Takeaway: Harness engineering is unglamorous — it is the scaffolding, feedback loops, and governance work that turns a capable model into a reliable, auditable agent. The teams doing it seriously are the ones building things that last.

15. Glossary

Core Concepts

Term
LLM (Large Language Model)
Foundation Model
AI Agent
Harness
System Prompt
Tool / Tool Call
MCP (Model Context Protocol)
Context Window

Harness Mechanics

Term
Agentic Loop
Guardrail
Verification Gate
Sandbox
Compaction
Observability / Tracing
Orchestration
Hook

Files and Patterns

Term
AGENTS.md
todo.md
prd.json
Ralph Loop
ReAct Loop
Ratchet (Osmani)
Eval / Evaluation
HarnessCard

Fowler's Vocabulary

Term
Feedforward / Guides
Feedback / Sensors
Computational sensor
Inferential sensor
Harnessability

16. Further Reading

Primary Sources

LangChain — The Anatomy of an Agent Harness (Vivek Trivedy, March 2026)
Martin Fowler — Harness engineering for coding agent users (Birgitta Böckeler, April 2026)
Martin Fowler — Maintainability sensors for coding agents (Birgitta Böckeler, May 2026)
Martin Fowler — Structured Prompt-Driven Development (SPDD) (Thoughtworks, 2026)
OpenAI — Harness engineering: leveraging Codex in an agent-first world (Ryan Lopopolo, February 2026)
Addy Osmani — Agent Harness Engineering (synthesis, 2026)

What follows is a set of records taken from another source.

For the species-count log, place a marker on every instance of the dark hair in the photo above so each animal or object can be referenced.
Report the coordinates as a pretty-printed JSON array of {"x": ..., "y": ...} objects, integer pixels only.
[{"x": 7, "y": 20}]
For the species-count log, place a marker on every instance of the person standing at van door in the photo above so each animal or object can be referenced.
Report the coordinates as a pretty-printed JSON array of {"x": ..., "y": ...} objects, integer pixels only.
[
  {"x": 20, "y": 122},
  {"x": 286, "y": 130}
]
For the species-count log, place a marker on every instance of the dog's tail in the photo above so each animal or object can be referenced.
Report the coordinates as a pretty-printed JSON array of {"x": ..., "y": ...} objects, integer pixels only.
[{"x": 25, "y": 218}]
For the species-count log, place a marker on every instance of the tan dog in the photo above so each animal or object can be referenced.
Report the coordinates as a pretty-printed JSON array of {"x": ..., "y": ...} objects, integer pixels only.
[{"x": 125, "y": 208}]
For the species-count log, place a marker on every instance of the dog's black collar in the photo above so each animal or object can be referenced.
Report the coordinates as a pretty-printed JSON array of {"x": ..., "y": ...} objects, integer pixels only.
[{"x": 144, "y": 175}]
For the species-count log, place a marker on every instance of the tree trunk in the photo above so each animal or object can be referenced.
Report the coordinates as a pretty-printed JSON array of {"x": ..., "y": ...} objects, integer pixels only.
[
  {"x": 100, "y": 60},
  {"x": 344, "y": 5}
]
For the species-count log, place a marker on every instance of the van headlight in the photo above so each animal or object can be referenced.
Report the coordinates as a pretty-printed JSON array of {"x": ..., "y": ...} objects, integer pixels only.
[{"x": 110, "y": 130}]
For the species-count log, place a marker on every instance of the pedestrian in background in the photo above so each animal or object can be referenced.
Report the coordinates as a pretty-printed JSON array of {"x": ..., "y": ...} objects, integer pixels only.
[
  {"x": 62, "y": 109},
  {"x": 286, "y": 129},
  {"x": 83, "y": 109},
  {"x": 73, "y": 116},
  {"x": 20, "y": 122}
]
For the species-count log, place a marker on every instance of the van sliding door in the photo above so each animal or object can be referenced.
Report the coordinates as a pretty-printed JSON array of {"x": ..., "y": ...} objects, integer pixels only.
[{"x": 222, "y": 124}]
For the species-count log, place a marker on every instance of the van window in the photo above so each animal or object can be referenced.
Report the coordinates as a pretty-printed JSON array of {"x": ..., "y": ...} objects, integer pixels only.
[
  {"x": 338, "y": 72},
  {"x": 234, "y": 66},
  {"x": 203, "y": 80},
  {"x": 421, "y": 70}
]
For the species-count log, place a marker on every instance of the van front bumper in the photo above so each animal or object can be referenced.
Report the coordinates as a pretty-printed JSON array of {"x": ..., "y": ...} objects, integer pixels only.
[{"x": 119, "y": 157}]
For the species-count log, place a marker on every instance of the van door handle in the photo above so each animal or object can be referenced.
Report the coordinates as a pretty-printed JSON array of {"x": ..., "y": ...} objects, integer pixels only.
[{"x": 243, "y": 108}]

Related Engineering & Research

Top comments (2)

Eugene Maiorov • May 28

This is an amazing breakdown of harness engineering! I love the formula 'Agent = Model + Harness.' It makes so much sense because people always blame the AI model when a project fails, but usually, it's just the tools and infrastructure around it that broke.

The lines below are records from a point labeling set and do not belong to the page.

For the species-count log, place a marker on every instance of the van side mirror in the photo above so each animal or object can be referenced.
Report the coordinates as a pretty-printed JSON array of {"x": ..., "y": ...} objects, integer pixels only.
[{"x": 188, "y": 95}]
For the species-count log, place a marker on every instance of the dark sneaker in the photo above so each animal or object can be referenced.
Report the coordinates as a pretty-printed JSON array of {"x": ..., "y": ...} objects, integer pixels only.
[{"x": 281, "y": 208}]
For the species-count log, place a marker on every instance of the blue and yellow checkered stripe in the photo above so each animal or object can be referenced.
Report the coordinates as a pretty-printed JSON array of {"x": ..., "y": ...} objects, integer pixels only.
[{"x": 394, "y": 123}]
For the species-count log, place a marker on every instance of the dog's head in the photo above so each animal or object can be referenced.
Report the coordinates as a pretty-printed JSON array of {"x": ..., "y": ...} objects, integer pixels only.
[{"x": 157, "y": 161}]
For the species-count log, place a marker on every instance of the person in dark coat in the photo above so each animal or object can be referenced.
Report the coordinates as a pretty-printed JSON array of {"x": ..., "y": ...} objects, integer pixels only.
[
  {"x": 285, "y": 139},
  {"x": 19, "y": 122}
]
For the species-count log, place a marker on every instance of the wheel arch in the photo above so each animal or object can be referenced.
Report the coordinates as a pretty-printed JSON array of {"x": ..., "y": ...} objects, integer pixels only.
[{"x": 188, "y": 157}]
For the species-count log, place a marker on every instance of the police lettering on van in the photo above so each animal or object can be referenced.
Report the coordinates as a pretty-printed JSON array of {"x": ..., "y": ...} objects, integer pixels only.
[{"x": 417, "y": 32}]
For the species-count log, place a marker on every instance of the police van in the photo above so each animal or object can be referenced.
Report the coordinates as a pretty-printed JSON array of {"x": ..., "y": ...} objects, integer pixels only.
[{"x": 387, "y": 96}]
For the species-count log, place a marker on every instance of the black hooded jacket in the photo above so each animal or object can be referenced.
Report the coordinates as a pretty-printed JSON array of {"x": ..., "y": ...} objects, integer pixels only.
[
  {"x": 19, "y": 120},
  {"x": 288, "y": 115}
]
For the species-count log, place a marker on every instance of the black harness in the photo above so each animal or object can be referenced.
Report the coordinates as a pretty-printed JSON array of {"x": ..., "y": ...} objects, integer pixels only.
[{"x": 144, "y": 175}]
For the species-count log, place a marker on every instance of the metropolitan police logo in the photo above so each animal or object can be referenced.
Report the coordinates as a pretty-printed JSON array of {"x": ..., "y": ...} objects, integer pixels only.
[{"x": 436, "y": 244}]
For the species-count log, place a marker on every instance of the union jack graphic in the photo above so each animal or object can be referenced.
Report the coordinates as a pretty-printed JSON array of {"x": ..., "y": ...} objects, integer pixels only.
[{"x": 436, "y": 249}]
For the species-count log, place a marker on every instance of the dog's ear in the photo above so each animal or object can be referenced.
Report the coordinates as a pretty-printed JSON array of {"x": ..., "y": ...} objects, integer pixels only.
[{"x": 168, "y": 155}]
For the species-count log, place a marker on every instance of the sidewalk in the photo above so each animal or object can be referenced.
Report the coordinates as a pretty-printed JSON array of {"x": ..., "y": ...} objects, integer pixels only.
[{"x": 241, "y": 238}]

Since building a production-ready harness layer with tools and sandboxes is so much work, developers should check out vectoralix.com. It is a managed platform built specifically for publishing and hosting MCP servers. It handles the infrastructure part of the harness so you can just focus on your agent's core logic. Thanks for writing this!

Harjot Singh • May 31

"Agent = Model + Harness. If you're not the model, you're the harness." That's the whole thing in one line, and almost nobody internalizes it until they've shipped a demo that died in production. The reason it's so counterintuitive is that the demo makes the model look like the product, so when it falls apart people reach for a better model, when the actual failure was instructions, tools, loops, verification, logging, exactly your list. The harness is where engineering lives now, the model is a component you rent. The two pieces I'd put at the top of the harness hierarchy: verification (the agent must be able to check its own work or abstain, not just emit confidently) and bounded loops (most production blowups are an agent retrying forever or escalating its own scope). Get those two and the rest is plumbing. This is the entire bet behind what I'm building with Moonshift, the model is commoditizing, the durable moat is the harness around it. Genuinely one of the clearest framings I've seen on dev.to. Where do you draw the line on how much the harness should constrain vs let the model decide, fixed graph for known flows, free loop only for the unknown?